At 38, in my career as a prosecutor, I only met cops and robbers. I was putting away the bad guys, living in a world of judgments based on people’s pasts: their rap sheets.
By the time I met Joseph Herrera, then 19, he was entrenched in criminality; I argued that he should spend the rest of his life behind bars. As a gang member, he’d almost brutally murdered his victim in the most personal of ways, by stabbing him. At trial, I didn’t make eye contact. It would have meant I was personally challenging him. It was never personal. I didn’t care about him, and why should I have? I’d taken an oath, and he had been a predator who had chosen his path.
Two decades later, I stood beside him — this time, not as his adversary but as his friend, preparing to speak at a prison where he coaches rehabilitation. How to have a life after life. If you had told me this would be my future, I would have called you delusional.
Sometimes, life gives you a second chance to understand someone you once condemned.
Twenty years ago, he lied on the stand at trial and never showed remorse. A jury convicted him. After I argued he would never be a meaningful member of any society, a judge agreed and put him away for life.
At his sentencing, his mother cried. I averted my eyes and packed up for another trial. I moved up the ranks in the district attorney’s office, tried major cases, earned a reputation for being unflinching.
Yet underneath my polish, something started to fray. A personal unraveling forced me to confront how tightly I had clung to judgment as a way to make sense of chaos. I started seeing gray where I used to see black and white. I began wondering about the people I had locked away, and whether justice could hold both accountability and humanity.
In therapy and in meditation on weekends, I began to ask myself harder questions. About power. About whether what we were doing was effecting change in this broken world.
In 2017, I was given marching orders to go to a parole hearing. I hardly recalled Joseph Herrera. I had kids about the same age as Joseph was when he committed his heinous crime. I knew more about the mistakes and immaturity of youth, and how they envision themselves as bulletproof, literally.
I was expected to oppose his release. I didn’t want to go. That day would be the most important one in my 30-year career.
Joseph argued to be released, speaking to the parole board with unexpected poise, candor and vulnerability. It was not a sob story of a traumatic past, even though factually it was.

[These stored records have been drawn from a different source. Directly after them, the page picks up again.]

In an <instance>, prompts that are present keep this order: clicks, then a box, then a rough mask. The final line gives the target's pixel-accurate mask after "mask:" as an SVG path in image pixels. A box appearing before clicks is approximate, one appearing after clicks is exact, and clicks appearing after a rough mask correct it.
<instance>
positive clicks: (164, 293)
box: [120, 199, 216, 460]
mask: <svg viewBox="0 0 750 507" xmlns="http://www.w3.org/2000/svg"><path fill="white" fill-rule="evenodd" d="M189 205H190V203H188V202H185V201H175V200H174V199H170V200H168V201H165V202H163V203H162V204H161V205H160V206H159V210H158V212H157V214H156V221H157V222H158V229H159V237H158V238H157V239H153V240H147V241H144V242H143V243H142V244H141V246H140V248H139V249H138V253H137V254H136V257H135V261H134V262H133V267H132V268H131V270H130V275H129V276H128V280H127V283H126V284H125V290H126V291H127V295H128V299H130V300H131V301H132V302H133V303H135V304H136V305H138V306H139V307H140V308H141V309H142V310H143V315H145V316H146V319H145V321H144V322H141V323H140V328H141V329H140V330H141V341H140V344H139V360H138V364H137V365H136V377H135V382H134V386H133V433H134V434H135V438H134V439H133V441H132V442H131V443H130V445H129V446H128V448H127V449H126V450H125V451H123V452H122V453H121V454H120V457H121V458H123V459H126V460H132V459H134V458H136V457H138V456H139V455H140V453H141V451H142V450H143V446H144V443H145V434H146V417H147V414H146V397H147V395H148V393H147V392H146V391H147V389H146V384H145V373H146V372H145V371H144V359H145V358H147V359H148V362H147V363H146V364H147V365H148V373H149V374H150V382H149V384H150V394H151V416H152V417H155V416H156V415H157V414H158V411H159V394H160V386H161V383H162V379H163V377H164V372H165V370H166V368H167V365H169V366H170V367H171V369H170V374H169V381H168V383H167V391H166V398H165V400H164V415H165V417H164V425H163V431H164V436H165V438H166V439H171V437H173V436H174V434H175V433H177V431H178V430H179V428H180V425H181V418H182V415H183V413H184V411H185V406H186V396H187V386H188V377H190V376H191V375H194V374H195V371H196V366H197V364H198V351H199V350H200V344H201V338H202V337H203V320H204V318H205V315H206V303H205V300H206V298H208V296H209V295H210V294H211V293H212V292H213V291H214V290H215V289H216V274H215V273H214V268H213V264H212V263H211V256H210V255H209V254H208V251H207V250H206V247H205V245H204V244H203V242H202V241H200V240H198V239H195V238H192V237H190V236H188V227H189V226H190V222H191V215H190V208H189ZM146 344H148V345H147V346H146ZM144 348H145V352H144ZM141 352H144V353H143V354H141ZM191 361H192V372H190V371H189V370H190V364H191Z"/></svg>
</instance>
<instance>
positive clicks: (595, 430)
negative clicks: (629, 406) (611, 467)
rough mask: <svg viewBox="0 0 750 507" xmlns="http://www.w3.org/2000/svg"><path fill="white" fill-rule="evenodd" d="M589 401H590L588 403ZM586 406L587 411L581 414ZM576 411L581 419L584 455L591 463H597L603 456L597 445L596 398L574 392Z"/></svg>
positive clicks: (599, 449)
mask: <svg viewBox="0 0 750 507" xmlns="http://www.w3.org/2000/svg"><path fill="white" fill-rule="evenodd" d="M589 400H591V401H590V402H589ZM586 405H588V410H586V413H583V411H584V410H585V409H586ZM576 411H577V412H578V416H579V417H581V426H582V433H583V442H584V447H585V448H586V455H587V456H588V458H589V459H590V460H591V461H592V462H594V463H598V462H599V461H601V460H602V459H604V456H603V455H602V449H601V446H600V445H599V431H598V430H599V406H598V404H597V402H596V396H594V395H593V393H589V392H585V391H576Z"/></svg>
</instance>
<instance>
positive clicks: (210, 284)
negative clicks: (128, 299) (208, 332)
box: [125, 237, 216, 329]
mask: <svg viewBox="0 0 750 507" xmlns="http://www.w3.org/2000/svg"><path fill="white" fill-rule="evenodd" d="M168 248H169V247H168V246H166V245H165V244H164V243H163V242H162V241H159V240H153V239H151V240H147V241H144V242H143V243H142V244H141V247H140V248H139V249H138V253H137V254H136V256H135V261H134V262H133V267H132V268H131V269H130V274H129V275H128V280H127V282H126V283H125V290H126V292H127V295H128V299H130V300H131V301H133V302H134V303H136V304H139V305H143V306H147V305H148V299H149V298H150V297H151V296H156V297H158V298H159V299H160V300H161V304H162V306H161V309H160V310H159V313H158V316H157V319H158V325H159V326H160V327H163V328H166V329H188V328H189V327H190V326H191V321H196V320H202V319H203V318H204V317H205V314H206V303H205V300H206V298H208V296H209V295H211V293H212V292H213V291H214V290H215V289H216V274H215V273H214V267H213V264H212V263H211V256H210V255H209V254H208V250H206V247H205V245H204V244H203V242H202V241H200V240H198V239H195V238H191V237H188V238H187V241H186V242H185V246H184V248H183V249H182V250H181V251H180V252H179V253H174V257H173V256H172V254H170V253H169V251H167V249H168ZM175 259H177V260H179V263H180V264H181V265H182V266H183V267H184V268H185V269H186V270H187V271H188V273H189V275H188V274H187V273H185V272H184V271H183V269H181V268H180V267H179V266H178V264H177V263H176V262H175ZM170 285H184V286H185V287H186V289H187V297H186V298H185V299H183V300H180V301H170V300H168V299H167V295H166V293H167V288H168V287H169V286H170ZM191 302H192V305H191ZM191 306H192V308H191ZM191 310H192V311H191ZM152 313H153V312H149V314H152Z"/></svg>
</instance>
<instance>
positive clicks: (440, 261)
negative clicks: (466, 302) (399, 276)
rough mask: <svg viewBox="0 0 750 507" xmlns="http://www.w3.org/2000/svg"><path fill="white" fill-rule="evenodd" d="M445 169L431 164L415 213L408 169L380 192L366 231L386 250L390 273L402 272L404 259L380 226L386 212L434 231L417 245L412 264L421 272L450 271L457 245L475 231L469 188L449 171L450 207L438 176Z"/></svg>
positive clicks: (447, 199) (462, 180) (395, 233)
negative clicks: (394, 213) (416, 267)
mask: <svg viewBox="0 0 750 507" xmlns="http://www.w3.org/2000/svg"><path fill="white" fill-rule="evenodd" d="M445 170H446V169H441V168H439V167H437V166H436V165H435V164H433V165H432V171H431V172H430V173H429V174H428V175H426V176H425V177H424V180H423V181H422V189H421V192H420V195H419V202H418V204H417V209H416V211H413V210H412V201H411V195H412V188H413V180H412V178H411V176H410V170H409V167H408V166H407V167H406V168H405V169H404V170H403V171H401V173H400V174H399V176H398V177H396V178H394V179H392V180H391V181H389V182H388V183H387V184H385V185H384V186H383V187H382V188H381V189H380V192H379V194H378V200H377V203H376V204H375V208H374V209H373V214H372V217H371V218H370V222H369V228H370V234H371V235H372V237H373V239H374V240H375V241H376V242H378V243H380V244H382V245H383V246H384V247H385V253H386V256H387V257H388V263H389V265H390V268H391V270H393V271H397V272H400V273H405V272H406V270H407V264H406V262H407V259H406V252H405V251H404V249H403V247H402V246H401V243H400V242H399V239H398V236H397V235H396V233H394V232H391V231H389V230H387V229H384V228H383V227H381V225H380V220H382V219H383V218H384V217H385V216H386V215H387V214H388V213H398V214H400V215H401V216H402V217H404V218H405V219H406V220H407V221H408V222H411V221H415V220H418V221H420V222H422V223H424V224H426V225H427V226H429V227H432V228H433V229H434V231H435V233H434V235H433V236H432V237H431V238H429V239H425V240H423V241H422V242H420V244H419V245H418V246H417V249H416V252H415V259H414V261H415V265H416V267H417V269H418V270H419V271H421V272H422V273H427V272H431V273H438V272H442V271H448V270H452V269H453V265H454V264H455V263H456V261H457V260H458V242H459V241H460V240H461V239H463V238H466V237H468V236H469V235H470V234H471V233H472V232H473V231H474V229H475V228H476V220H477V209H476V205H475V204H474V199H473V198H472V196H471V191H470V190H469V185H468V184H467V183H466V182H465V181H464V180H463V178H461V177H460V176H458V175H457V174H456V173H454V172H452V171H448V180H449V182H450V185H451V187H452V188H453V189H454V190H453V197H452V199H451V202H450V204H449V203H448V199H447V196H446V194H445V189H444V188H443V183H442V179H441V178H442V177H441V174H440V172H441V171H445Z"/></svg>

It was an honest accounting of a lifetime of bad choices on a foundation of ancestral bad decisions. His parents were addicted to drugs and in gangs. Joseph was born in a jail, kidnapped for ransom as a child. I found myself in tears listening and inwardly rooting for him. As a child of Holocaust survivors, I understood trauma. Yet I was part of a system that was wary of stories and promises, and my ultimate duty was to protect the public.
It would be two more years of hard inner work before Joseph was let out. I felt compelled to reach out to him, and we began a correspondence. Over time, we stopped being prosecutor and prisoner, and we became people — two flawed humans trying to understand how we got here. We had lengthy conversations of depth: morality, rehabilitation, criminality, family hostilities, accountability, religion.
In a public talk, he told a crowd of parolees that “my DA is now my friend.” He took responsibility for his crimes.
We began speaking publicly about our story — Joseph from the side of accountability, me trying to model the notion of finding connection and humanity.
Joseph taught me that transformation is possible even in the darkest places. That seeing someone for who they are becoming is more powerful than condemning them for who they were.
He also taught me something even harder: how to accept my own flaws.
That’s the part no one tells you about redemption. It’s not just about freeing the person in the cell. It’s about freeing the one who put them there, too.
When people hear about us, they often ask if it’s a gimmick. A publicity stunt. What is our relationship, really?
We are both married, have children and have jobs. He has his life and I have mine. But he will always be a part of my story.
I didn’t reconnect with Joseph to be absolved of anything. But in doing so, we stopped being the characters in a true crime story. We are two people trying to make sense of the narratives that shaped us. He was taught to hate law enforcement, and I was educated to be fearful of crime. Everyone has tightly held beliefs because everyone has some story, some pain or suffering that defines their view. No one gets out of this world without it.
Joseph recently texted me, “Guess where I am.” The next text was a photo of Joseph with his tattoos showing, with a juror badge on.
Once judged, now called to judge.
“I want to get on a jury. I believe in accountability.”
I knew this to be true, yet those tattoos, his rap sheet. He would get kicked off.
We live in a world eager to divide, to judge quickly and forgive slowly. A world that thrives on fear and division, telling us to sort people into villains and heroes.
Would I have kicked him off my jury? Probably.
Would I have missed one of the most honest, empathetic and wise voices in the room? Absolutely.